Während im Westen den aus bäuerlichen Berufen kommenden Ostvertriebenen nur der Weg als Hilfsarbeiter in die Industrie oder zB auf den Bau blieb, konnten sie in der DDR Bauer bleiben!
ein nicht zu unterschätzendes Faktor.
Kein sozialer Abstieg!
Der ehemalige Bauer konnte Bauer werden, aber nicht seine Witwe. Für die oft ungelernten oder nur in Hauswirtschaft ausgebildeten Frauen bedeutete dies den sozialen Abstieg.
(03.11.2013 21:49)Sansavoir schrieb: [ -> ]Der ehemalige Bauer konnte Bauer werden, aber nicht seine Witwe. Für die oft ungelernten oder nur in Hauswirtschaft ausgebildeten Frauen bedeutete dies den sozialen Abstieg.

OK.
Aber "1949" war dies für den Vertriebenen oftmals deutlich attraktiver als der Bauhilfsarbeiter im Westen.

Als über die MTS (MotorenTaktorenStation) usw. dann der Weg Richtung LPG ging, und die Neubauern dies Mitte der 50er begriffen, war bei der "Weiterflucht" in die BRD der Stichtag für den Lastenausgleich schon vorbei.
Verpasst, Pech gehabt, angeschmiert.
Aus einer Veröffentlichung der Friedrich Ebert Stiftung:

Zitat:Das Umsiedlergesetz erzeugte wie schon vorherige Maßnahmen enorme Erwartungen, die es nicht erfüllen konnte. Der gewaltigen Nachfrage, die durch die Kredite ausgelöst wurde, stand kein ausreichendes Warenangebot gegenüber.
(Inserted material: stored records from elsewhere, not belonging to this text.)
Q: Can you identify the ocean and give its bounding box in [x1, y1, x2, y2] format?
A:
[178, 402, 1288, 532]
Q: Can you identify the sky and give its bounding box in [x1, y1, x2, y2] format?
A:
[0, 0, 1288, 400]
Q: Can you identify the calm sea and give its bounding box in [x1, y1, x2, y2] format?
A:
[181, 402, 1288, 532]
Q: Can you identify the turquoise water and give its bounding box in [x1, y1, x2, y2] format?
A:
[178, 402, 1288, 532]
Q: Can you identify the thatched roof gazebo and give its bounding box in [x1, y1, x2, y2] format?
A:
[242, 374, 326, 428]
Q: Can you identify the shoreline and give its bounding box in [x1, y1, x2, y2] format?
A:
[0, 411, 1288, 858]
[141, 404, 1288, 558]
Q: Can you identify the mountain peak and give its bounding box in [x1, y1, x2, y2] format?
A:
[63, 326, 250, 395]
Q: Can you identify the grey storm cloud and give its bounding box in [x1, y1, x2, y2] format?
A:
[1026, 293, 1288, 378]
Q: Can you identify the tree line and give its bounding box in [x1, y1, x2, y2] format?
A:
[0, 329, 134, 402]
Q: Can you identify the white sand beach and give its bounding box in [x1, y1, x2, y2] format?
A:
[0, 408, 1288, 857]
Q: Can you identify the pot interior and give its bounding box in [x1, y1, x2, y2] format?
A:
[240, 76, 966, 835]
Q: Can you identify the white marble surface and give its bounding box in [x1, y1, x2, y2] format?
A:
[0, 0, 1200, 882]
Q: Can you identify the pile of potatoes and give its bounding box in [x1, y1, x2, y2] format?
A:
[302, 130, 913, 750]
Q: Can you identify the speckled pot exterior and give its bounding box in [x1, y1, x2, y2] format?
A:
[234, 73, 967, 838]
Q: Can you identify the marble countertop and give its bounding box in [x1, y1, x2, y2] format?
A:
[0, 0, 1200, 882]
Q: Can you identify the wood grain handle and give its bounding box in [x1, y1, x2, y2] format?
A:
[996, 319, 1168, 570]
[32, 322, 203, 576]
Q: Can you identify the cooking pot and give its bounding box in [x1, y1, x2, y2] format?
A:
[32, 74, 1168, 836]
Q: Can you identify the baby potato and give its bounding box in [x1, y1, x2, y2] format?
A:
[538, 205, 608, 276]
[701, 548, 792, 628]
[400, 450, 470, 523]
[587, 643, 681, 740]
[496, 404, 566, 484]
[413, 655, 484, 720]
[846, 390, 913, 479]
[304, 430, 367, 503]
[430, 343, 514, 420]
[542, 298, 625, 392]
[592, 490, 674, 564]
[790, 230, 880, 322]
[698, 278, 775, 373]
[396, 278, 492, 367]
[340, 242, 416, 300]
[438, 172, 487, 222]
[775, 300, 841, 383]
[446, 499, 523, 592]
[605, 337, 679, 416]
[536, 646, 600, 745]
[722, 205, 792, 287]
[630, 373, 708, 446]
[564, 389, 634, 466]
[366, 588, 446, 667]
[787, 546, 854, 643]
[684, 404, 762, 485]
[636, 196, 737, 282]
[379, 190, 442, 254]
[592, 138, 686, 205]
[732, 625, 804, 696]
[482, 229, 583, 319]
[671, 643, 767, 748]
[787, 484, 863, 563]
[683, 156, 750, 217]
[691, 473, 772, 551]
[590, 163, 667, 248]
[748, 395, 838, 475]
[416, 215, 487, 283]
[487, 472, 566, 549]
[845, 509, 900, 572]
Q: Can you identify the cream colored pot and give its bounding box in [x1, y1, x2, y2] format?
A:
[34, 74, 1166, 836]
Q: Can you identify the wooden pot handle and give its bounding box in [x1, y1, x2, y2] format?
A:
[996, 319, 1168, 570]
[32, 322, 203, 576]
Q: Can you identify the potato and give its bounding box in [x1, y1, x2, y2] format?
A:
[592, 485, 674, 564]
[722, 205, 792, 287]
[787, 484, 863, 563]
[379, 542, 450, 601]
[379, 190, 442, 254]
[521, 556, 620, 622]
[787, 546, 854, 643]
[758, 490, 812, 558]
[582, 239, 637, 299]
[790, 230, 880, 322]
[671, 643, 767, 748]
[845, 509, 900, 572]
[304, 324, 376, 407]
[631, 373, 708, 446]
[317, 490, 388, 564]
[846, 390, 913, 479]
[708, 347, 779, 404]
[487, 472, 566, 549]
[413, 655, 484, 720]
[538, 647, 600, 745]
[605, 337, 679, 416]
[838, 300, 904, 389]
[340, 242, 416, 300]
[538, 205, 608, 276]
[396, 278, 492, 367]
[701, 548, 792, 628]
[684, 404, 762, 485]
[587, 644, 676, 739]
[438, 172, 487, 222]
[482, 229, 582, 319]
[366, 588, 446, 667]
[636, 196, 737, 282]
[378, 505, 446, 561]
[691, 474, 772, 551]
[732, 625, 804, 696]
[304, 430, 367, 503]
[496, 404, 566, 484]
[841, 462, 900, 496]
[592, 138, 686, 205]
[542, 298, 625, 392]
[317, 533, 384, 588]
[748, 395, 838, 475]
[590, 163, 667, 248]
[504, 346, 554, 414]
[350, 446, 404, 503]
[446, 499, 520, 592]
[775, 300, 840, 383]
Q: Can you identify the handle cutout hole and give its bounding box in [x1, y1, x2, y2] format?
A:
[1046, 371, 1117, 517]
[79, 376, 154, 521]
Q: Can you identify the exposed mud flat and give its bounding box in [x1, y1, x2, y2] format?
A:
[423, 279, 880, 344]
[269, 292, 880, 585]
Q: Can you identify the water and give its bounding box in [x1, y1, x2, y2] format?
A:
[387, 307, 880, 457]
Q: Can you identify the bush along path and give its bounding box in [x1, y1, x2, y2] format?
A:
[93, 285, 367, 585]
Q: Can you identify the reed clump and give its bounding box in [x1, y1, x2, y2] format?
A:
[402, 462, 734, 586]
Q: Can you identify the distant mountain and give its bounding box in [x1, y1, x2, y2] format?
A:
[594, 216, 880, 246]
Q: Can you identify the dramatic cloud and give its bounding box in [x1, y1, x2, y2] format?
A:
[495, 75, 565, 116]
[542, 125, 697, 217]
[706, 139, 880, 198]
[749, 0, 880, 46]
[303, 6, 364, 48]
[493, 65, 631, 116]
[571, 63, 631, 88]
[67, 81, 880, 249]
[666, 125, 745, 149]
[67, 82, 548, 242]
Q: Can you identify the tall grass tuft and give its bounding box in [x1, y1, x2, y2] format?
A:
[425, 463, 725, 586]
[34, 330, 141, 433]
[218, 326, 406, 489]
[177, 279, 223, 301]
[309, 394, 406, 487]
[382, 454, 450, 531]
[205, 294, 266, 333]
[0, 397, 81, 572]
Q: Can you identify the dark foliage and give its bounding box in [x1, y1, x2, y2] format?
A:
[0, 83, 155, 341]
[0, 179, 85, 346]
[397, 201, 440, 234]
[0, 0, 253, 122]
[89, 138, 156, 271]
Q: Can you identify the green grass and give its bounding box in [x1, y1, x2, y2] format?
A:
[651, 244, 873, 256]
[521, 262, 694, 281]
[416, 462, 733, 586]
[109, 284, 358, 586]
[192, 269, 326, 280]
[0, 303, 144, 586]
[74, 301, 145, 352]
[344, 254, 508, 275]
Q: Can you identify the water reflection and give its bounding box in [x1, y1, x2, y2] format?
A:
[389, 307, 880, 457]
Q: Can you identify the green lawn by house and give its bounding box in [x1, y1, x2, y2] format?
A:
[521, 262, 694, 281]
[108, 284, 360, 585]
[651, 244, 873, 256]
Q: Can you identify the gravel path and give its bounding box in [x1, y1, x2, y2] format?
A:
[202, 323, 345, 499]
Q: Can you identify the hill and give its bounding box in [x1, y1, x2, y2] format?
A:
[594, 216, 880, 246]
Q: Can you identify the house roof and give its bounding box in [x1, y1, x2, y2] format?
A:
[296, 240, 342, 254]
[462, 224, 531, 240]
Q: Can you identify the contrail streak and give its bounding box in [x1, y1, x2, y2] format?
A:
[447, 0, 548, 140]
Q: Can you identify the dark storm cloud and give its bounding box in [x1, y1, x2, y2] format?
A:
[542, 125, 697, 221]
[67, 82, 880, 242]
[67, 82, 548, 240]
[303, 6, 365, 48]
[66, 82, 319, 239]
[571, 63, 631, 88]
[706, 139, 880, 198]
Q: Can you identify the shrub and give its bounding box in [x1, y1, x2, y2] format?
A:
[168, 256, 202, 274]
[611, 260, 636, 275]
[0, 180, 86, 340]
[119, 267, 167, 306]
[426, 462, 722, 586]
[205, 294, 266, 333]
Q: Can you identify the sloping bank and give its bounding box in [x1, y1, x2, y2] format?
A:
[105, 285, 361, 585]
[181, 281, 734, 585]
Ende 1950 schränkte die DDR-Regierung die Maßnahmen bereits ein, und ab 1953 wurden keinerlei Mittel mehr vergeben. Während die SBZ/DDR bis dahin bei Versorgungsleistungen noch mit dem Westdeutschland mithalten und gemessen am Bruttosozialprodukt übertraf, waren die Vertriebenen danach in der Bundesrepublik auch materiell wesentlich besser gestellt. Dies trug zu ihrer überproportionalen Abwanderung aus der DDR in die Bundesrepublik bis zum Mauerbau bei.

Die Quelle:
http://library.fes.de/library/netzquelle...45ddr.html


Und der Spiegel mit einem Spezial zum Thema:
Zitat:Der Unterschied der Systeme und der vermeintliche Vorsprung der DDR-Politik ließ sich viel besser an der Bodenreform demonstrieren, denn Vertriebenenintegration durch Enteignung und Umverteilung von Land hatte es im Westen nicht gegeben. Noch 1970 hielt SED-Chef Walter Ulbricht mit Blick auf die 1945 erfolgte Enteignung des Großgrundbesitzes selbstzufrieden dem Westen vor: "Was wir fertig gebracht haben, das hätte man auch in Westdeutschland fertig bringen können."